The biofuel production platform that uses two species of marine algae and soil fungi has been published in Biotechnology for Biofuels. That platform lowers the costs of cultivation and harvesting whilst increasing productivity. These two factors are currently holding back biofuels from being used more frequently.
Nannochloropsis oceanica, and fungus and Mortierella elongate, are both species of alga that produce oils capable of being harvested for human use. For example, they are components in products like biofuels that can power cars, and are in omega-3 fatty acids that can benefit the health of a person’s heart.
When both organisms are placed in the same environment, the tiny algae attach to the fungi to create big masses that are visible to the naked eye. This is an aggregation method that is called bio-flocculation.
When the Nannochloropsis oceanica, and fungus and Mortierella elongate are harvested together, the organisms produce more oil than if they had been harvested by themselves.
The study’s co-author and research associate for the Department of Biochemistry and Molecular Biology, Zhi-Yan Du explained how they “used natural organisms with high affinity for each other.”
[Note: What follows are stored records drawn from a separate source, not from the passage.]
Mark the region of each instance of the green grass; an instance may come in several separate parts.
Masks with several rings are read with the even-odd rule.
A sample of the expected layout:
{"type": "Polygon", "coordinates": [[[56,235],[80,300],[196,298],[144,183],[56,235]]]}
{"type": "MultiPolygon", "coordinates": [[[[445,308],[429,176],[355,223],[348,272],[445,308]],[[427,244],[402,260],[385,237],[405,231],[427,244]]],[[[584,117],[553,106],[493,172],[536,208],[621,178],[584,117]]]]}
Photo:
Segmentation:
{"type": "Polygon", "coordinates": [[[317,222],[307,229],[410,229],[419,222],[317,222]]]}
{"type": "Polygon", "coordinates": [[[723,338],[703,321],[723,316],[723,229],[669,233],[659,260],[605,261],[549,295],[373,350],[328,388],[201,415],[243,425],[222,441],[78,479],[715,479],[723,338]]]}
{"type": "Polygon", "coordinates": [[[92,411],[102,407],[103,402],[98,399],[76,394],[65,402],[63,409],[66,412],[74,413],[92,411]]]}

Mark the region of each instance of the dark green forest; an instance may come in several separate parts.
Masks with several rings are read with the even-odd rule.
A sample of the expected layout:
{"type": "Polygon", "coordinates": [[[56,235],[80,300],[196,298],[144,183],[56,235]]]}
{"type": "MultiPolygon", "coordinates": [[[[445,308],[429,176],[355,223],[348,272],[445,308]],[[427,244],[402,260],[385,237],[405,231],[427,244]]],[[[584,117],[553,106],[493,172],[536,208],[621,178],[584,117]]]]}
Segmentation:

He continued to describe how “The algae are very productive, and the fungus we use is neither toxic to us nor edible. It’s a very common soil fungus that can be found in your back yard.”
Other advantages to the biofuel system discovery include; sustainability, because it doesn’t rely on fossil fuels, cost-savings, as the big masses of algae and fungi are easily captured with simple tools and an easier scalability, as the organisms are wild strains that have not been genetically modified.
Researchers for the project also debated how their findings solve two issues that impede on biofuel production. The first being how their bio-flocculation approach differs from previous biofuels systems, due to theirs not relying on only one species of algae. Systems that only rely on one species suffer from low oil productivity, making for poorer results.
The second issue the researchers feel they have solved is the high cost of harvesting oil due to algae being so small and difficult to collect. This has meant that harvesting for the biofuels systems can take nearly 50% of oil production costs. Zhi-Yan Du explained how “with bio-flocculation, the aggregates of fungi and algae are easy to harvest with simple and cheap tools.”
In the future, the scientists would like to mass produce biofuels with the new bio-flocculation system. Also aware of the entire genomes of both organisms, the scientists feel as though they could implement genetic engineering tools as to further advance the method.